Not all hope is lost. Whilst Dr Vogel has observed first-hand the negative impact of narcissism in the medical industry, at the heart of it all should be a cohesive unit that share a common goal; look after the patient, and do it well. Rich poignantly closes his presidential address with a quote from David Goggins, a retired Navy SEAL and ultra-athlete.
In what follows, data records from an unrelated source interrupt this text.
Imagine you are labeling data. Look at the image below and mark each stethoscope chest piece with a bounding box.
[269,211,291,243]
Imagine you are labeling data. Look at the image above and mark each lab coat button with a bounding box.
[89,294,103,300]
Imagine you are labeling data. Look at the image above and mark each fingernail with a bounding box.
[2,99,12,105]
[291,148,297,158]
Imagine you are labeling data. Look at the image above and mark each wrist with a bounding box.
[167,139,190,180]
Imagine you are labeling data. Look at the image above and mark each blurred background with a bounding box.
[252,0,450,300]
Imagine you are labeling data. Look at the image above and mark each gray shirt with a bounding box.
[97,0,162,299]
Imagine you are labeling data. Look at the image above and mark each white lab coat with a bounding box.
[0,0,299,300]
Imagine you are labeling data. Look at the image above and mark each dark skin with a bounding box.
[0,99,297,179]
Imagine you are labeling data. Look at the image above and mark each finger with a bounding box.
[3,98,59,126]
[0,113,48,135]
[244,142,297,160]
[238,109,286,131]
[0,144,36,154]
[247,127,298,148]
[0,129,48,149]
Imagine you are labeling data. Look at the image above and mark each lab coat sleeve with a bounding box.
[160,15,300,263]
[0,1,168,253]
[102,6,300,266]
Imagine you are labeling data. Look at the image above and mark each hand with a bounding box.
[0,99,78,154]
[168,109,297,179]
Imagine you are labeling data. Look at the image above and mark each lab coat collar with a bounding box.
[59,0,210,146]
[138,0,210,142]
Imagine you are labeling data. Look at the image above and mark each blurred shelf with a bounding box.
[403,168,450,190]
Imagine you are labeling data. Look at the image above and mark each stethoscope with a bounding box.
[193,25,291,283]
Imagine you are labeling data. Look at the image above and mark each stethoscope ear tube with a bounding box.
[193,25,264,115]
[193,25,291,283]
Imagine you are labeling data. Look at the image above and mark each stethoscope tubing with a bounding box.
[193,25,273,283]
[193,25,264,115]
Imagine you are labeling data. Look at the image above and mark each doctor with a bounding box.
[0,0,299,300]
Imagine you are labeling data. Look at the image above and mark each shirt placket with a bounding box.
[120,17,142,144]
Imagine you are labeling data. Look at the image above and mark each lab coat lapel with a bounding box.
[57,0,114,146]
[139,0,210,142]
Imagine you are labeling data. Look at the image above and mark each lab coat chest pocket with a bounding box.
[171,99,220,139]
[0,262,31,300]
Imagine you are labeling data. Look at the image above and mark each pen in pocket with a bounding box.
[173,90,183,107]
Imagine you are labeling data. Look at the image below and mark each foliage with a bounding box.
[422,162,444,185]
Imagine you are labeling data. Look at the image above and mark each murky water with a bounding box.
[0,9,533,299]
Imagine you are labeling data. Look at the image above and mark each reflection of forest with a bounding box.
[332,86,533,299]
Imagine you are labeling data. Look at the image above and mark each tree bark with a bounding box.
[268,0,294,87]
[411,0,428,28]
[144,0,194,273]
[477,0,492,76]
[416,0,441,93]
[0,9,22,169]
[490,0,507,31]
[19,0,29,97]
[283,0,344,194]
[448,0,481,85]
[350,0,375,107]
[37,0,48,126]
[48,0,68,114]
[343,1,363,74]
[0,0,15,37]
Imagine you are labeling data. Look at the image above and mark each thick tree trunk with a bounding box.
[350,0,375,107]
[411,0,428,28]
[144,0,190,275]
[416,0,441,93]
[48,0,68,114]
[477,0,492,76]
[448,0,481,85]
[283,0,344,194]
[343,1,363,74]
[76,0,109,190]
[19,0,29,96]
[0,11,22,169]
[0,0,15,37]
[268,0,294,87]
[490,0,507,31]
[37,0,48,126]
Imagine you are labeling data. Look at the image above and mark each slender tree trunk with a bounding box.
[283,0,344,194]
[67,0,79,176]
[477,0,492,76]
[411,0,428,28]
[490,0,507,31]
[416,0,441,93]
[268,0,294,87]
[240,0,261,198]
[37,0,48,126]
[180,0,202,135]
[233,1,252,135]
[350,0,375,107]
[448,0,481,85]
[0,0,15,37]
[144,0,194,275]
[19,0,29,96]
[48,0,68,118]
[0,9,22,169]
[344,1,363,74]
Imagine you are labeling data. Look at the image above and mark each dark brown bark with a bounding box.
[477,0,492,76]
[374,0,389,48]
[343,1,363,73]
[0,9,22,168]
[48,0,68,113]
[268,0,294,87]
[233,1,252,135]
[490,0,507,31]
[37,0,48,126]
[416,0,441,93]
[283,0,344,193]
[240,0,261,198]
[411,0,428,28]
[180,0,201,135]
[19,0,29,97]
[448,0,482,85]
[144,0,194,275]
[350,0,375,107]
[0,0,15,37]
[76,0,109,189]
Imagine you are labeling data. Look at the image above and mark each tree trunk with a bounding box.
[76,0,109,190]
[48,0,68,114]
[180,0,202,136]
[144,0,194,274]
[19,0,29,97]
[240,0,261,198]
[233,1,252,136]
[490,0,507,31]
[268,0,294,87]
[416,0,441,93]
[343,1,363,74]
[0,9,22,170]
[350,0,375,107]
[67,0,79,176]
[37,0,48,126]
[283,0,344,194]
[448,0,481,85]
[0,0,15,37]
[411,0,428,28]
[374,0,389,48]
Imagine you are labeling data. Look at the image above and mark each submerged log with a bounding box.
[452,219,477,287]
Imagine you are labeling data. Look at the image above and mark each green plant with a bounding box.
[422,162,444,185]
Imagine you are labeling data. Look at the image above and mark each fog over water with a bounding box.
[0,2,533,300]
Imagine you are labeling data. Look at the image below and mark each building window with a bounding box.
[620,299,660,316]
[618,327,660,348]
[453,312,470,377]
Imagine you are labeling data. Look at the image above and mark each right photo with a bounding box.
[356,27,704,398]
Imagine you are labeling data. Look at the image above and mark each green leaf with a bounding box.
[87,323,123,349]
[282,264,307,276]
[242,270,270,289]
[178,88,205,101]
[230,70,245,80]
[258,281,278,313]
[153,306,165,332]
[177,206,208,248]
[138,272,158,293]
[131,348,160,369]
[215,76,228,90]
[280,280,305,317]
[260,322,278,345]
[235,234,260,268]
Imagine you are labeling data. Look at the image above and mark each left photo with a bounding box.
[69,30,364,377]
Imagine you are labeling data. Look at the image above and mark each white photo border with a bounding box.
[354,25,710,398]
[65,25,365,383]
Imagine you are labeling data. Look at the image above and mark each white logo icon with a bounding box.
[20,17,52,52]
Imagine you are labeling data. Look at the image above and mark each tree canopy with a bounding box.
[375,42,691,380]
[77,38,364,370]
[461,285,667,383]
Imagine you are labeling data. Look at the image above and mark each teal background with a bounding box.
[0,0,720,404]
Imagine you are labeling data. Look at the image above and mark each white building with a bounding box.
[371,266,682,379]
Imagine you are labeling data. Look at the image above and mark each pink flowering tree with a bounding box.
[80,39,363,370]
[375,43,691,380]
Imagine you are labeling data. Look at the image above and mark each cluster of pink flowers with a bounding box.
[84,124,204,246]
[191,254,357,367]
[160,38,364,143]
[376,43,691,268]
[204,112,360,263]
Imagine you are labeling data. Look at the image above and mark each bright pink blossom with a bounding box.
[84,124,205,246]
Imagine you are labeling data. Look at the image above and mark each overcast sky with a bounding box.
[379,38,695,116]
‘When you want a bonfire, you don’t start by lighting a big log. You collect some witch’s hair — a small pile of hay or some dry, dead grass. You light that, and then add small sticks and bigger sticks before you feed your tree stump into the blaze. Because it’s the small sparks, which start small fires, that eventually build enough heat to burn the whole f***ing forest down’.

In Australasia, small sparks have started a fire. Sticks are at the ready. They just need to be organised in such a way that the fire burns for a controlled, and lengthy, period of time. When a tree stump is introduced it might destroy the flame. Though if carefully executed, it will provide a comfortable and substantive heat to all that surround it.

Only then will we learn how to keep that fire burning.